Downton Abbey Masterpiece PBS

Tease onsite.


----------



## Sarah G (Dec 29, 2014)

George Clooney...


----------



## Mindful (Dec 29, 2014)

I've just finished watching the last series.

Clooney was a cameo thing for Christmas.


----------



## Dekster (Dec 29, 2014)

I have been trying to avoid spoilers but have learned some by accident just by being on twitter as this season aired in the UK.  

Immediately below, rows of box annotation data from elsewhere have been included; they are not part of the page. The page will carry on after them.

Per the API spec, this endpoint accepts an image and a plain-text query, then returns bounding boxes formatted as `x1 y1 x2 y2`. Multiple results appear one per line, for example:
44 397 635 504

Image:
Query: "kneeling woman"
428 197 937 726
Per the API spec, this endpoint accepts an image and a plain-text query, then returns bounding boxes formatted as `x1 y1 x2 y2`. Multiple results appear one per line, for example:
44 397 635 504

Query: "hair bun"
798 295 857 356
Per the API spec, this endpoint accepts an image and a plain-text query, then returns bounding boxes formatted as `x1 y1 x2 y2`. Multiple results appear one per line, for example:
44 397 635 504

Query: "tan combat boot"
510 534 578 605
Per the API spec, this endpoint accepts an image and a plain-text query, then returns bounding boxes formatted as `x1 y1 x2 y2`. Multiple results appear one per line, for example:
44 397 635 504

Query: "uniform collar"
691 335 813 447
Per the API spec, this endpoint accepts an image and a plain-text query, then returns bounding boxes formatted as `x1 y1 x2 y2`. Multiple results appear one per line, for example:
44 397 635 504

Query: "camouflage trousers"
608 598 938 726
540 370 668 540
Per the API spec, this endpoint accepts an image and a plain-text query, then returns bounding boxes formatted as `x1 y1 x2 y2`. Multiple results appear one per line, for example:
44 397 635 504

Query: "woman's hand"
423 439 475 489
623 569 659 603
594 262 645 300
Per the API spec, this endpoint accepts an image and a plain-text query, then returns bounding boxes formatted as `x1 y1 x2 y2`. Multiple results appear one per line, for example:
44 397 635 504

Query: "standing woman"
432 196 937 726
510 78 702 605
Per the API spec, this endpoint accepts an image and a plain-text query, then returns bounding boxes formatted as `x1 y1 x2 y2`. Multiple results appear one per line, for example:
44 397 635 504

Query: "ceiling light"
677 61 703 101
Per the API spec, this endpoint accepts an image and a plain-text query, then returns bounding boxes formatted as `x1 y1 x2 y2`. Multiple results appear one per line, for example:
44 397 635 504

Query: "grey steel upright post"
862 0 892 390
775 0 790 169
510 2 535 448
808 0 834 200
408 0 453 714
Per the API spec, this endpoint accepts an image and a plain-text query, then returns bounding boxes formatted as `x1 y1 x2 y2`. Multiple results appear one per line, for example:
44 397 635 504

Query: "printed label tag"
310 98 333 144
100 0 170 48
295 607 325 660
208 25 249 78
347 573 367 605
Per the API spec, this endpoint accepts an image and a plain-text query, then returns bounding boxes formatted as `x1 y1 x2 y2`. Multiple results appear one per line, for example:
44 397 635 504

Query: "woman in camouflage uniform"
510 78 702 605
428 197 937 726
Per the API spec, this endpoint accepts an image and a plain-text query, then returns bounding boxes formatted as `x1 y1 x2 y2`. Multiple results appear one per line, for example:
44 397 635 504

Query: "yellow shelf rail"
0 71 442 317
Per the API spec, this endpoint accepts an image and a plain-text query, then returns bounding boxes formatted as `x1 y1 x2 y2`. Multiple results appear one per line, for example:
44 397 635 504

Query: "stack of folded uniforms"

It is already in a preview for the season, but twitter lit up with spoilers when the episode with the fire at Downton aired.


----------



## Swagger (Dec 29, 2014)

The way things are progressing, by season 8 the Earl of Grantham will have been caught watching porn on his 52" plasma TV in the Great Library while Cora snorts a line of coke off the screen of her i4S.


----------



## mdk (Dec 29, 2014)

Super excited for the return of this show. After every episode my grandma calls me to discuss what happens and get my thoughts. It's really cute. lol


----------



## Dekster (Dec 29, 2014)

Swagger said:


> The way things are progressing, by season 8 the Earl of Grantham will have been caught watching porn on his 52" plasma TV in the Great Library while Cora snorts a line of coke off the screen of her i4S.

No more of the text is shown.